Biographers also tend to depict their subjects as larger than life and to empower them with almost superhuman qualities. Lincoln has seduced many a previous biographer. Notwithstanding the excellence of her research and writing, Goodwin too sometimes succumbs to the same temptation.

For example, Goodwin’s Lincoln knew what he was doing during the winter before the war started. He allowed the would-be compromiser Seward to make conciliatory overtures toward the disaffected South, in hopes of preserving the peace, and he even incorporated many of Seward’s words in his inaugural address. But Lincoln also knew where to draw the line, and he “retained an astonishing degree of control over an increasingly chaotic and potentially devastating situation” (304). While Seward aged ten years in just a few months, Lincoln alone had the composure and inner strength to make the right decisions.

Goodwin has plenty of esteemed company in depicting Lincoln as the master of his fate. She glosses over, however, much evidence that points in a different direction. David Potter wisely reminded us that Lincoln never expected to become a war president and never expected to preside over the forcible destruction of the slave system. Potter’s Lincoln “groped and blundered” as he confronted the awful fact that Southern secessionists were in earnest [Potter, Lincoln and His Party in the Secession Crisis, 315]. Lincoln himself confessed that the unexpected challenges during his first weeks in office were “so great that could I have anticipated them, I would not have believed it possible to have survived them” (340).

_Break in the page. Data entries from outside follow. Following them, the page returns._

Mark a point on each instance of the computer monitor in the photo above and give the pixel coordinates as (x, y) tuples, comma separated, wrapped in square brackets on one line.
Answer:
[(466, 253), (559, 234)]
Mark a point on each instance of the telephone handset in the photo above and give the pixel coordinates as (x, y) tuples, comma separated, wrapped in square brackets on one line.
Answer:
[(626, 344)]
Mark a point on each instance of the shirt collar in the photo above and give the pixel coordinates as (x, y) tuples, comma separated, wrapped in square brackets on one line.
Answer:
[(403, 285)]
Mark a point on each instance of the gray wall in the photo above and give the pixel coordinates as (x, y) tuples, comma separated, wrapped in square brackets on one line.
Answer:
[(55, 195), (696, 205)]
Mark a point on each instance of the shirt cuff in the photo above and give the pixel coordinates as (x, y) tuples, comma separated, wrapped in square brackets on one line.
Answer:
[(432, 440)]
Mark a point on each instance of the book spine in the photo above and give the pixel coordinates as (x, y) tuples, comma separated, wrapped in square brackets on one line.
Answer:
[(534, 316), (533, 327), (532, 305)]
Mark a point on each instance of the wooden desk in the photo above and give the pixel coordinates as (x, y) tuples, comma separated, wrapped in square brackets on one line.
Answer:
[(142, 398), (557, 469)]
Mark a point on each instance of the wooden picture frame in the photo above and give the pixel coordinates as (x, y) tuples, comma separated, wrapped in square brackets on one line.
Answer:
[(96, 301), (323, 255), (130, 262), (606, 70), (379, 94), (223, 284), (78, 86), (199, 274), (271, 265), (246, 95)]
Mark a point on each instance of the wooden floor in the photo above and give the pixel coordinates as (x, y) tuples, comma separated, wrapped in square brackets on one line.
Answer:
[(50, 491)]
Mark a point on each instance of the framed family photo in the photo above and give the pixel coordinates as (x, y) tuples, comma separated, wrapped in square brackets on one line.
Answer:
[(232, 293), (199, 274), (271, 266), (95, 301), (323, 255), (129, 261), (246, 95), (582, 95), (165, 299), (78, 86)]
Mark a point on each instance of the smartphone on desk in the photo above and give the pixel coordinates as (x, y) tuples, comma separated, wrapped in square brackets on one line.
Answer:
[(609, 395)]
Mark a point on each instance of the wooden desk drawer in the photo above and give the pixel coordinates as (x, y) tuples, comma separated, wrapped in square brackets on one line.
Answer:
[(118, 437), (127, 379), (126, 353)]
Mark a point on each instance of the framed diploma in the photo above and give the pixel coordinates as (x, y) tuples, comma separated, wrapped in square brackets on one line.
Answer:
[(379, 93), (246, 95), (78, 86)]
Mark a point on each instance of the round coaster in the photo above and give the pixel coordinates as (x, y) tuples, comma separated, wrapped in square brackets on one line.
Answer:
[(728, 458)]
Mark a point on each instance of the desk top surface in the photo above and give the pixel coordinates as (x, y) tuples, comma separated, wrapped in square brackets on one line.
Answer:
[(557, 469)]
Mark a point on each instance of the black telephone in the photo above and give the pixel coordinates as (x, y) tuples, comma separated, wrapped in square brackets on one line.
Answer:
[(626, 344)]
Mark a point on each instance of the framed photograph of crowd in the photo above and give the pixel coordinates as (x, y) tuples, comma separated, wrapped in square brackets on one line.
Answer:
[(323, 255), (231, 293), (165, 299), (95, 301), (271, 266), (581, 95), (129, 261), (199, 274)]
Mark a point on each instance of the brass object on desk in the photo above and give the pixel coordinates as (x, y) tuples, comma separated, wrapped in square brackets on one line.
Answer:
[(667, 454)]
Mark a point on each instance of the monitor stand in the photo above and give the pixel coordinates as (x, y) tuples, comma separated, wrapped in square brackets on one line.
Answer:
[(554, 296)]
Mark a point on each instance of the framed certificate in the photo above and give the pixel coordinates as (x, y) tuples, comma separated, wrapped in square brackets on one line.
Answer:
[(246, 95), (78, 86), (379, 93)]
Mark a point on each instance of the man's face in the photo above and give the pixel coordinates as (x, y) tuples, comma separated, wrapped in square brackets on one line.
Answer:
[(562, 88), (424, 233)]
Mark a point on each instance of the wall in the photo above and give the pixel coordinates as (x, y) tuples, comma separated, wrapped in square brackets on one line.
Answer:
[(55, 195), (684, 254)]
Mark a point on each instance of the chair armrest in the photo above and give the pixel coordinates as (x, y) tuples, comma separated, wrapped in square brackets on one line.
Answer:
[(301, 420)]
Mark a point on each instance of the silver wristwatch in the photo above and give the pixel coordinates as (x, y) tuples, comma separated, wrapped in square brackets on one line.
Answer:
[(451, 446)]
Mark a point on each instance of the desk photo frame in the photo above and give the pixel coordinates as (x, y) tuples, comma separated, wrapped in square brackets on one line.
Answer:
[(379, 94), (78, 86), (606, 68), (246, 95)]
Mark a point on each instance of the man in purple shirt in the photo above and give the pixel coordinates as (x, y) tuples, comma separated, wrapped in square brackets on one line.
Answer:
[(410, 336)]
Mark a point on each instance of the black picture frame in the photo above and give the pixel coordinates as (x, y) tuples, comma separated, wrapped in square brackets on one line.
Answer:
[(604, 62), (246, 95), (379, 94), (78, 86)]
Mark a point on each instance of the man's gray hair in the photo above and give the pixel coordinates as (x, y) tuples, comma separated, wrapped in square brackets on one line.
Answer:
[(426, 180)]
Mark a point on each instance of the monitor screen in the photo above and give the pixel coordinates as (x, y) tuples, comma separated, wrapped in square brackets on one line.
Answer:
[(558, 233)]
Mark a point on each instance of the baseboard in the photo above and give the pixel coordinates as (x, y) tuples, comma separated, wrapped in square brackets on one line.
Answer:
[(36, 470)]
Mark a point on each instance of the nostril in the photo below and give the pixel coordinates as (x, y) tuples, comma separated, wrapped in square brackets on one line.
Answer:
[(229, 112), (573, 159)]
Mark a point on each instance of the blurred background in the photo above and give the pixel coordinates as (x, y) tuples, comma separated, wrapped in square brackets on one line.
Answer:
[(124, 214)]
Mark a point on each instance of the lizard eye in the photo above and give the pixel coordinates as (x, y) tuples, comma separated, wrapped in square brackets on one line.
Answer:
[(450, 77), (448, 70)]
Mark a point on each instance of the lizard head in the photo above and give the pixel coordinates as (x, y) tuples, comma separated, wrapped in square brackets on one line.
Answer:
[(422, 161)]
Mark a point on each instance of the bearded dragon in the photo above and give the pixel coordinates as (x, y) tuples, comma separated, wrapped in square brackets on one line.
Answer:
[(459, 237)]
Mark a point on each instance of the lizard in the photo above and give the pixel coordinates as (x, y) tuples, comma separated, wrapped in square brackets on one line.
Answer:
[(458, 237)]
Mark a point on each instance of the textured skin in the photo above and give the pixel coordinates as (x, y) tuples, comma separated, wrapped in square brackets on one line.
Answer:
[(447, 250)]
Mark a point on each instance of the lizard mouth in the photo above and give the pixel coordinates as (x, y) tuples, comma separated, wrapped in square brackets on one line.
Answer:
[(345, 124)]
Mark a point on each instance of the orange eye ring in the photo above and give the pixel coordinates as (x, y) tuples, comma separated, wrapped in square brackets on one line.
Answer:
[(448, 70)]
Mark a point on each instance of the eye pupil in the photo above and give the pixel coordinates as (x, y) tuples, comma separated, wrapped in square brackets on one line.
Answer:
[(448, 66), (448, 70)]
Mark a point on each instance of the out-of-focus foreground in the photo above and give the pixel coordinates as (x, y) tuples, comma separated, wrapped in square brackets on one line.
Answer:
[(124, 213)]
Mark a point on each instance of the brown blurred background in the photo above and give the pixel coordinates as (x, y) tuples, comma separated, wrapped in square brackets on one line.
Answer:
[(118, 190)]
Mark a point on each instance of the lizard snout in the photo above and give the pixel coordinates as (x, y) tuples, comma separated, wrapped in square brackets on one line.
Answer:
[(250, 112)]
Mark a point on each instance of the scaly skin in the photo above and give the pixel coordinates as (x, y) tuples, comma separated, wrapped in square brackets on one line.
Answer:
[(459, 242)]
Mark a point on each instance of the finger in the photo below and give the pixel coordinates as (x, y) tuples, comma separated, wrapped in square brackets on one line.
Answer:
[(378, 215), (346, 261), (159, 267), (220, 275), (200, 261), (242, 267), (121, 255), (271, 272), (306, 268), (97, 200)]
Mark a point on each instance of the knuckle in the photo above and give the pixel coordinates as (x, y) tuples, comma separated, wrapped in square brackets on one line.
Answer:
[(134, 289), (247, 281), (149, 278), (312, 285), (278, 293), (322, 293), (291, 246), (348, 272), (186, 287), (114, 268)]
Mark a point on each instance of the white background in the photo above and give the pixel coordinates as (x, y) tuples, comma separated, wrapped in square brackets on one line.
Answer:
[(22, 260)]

In a public letter defending his emancipation policies, written in April 1864, Lincoln disavowed his “sagacity.” He insisted that he had not controlled events, but rather that “events have controlled me” [ Lincoln to Albert G. Hodges, 4 April 1864, in Basler, ed., Collected Works, VII: 281-83]. His biographers rarely accept this striking instance of presidential modesty. Goodwin does not mention it at all. Instead, she joins a long parade of those who not only acclaim Lincoln’s uniquely strong capabilities and his gift for responding effectively to challenges that he encountered—but who also celebrate an almost superhuman omniscience that gave him the confidence to shape outcomes and make an indelible mark on history. Biographers find such an approach almost irresistible; historians worry that Lincoln’s biographers may claim too much.